Re-opening previously closed PR #26245 against the new OSS staging branch (the original target `litellm_oss_branch` was deleted on 2026-04-27 as part of the maintainer branch rotation).

Relevant issues

Fixes #26193

Type

Bug Fix

Problem

`stream_chunk_builder` unconditionally calls `ChunkProcessor.count_reasoning_tokens`, which recomputes `reasoning_tokens` via `tiktoken.encode()` — a C extension that holds the GIL for tens of seconds on large reasoning responses (Claude extended thinking, OpenAI o1/o3, Gemini thinking, 100k+ tokens).

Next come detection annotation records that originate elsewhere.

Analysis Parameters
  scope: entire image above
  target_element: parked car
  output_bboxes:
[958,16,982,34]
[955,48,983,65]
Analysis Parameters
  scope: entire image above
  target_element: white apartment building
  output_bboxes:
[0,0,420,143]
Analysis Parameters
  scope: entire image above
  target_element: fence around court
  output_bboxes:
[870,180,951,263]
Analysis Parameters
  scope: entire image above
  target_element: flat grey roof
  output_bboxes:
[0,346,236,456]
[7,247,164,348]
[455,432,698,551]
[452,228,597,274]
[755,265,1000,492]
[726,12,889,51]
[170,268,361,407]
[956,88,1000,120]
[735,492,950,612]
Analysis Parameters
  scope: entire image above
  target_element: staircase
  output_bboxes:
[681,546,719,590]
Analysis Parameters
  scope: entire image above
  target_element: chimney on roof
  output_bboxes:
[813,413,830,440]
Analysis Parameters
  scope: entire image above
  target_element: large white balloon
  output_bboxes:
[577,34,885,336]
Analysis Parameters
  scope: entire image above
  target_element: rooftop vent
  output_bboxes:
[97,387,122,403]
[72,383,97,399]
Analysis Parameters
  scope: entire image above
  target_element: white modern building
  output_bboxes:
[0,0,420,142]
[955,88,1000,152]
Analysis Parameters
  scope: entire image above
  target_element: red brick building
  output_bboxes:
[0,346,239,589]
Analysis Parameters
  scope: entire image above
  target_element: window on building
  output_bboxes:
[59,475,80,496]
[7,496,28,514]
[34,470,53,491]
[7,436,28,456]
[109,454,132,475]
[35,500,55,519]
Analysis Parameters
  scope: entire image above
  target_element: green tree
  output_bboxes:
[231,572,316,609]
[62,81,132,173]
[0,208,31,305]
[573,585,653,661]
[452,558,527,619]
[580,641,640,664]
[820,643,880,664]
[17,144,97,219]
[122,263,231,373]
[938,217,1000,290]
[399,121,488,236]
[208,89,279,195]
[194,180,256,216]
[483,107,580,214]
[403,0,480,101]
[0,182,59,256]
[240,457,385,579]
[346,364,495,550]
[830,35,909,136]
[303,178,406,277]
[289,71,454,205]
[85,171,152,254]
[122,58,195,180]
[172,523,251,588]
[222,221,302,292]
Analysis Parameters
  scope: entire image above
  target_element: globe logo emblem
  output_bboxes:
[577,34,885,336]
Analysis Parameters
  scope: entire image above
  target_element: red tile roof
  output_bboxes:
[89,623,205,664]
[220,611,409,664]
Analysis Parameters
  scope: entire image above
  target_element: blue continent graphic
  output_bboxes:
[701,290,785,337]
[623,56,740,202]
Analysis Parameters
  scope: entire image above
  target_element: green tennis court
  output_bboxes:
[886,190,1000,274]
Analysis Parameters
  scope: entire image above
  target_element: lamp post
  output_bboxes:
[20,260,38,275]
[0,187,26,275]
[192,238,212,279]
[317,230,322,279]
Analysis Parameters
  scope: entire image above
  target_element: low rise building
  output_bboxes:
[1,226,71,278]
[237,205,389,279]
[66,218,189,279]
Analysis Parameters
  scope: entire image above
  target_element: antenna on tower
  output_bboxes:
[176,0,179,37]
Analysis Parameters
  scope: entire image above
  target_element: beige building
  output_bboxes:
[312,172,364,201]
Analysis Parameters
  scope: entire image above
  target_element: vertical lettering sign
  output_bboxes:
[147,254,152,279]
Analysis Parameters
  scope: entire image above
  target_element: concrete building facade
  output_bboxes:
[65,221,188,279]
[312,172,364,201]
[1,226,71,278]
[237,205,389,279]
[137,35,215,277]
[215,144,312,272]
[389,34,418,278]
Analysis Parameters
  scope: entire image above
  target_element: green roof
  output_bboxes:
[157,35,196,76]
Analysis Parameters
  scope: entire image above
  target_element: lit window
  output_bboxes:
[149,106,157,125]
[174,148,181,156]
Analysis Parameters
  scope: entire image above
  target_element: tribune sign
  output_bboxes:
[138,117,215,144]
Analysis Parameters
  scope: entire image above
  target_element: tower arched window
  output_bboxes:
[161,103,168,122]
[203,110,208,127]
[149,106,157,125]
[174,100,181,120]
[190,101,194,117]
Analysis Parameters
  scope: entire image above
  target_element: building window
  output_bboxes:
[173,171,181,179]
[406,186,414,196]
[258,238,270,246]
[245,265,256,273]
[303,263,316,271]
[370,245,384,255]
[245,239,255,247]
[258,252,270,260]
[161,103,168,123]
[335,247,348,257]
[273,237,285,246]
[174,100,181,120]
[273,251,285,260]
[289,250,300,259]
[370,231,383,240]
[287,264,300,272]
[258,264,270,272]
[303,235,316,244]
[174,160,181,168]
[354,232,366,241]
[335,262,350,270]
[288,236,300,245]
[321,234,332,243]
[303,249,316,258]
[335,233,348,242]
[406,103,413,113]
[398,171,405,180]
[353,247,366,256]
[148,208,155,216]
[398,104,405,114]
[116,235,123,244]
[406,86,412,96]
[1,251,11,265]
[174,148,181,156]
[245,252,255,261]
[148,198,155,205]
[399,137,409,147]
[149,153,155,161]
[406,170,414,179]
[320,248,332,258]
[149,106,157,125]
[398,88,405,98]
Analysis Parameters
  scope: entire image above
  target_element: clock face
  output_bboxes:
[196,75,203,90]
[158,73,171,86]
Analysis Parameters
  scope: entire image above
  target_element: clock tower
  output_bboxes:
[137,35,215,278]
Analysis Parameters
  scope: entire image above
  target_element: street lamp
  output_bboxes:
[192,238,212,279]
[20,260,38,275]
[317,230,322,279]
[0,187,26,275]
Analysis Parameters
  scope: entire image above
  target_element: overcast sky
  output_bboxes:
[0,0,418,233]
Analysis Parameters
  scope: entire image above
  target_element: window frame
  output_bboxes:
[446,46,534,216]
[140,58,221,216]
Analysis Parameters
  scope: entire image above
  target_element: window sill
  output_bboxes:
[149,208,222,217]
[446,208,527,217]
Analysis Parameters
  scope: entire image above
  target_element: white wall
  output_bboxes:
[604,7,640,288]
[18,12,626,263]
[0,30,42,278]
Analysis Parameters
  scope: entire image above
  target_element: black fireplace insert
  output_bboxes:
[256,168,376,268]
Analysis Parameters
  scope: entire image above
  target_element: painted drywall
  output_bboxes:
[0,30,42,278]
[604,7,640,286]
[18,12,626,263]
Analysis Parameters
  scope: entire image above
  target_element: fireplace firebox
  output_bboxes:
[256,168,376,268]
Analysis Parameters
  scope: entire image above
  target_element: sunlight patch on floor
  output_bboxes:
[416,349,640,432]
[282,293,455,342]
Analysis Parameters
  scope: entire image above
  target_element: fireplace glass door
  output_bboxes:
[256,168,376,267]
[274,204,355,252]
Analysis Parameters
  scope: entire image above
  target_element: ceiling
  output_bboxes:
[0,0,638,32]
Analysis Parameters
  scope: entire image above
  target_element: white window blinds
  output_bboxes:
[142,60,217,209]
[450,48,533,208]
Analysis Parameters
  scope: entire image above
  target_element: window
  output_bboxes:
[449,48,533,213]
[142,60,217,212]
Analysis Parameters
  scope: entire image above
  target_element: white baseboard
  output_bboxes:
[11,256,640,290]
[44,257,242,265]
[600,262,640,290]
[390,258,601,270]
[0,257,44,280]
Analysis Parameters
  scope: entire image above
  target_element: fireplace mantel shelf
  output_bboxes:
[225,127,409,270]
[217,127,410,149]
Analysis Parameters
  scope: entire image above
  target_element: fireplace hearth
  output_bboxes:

The computed value is already discarded by `calculate_usage` when the provider supplied `reasoning_tokens` in a streaming usage chunk. All major reasoning providers do supply this — so in the common case the expensive recount runs purely to be thrown away while blocking the event loop long enough for K8s to SIGKILL the pod.

Fix

Inspect chunks for `completion_tokens_details.reasoning_tokens` first. If present, skip the local tiktoken recount entirely. Slow-path fallback preserved for providers that emit `reasoning_content` without reporting usage.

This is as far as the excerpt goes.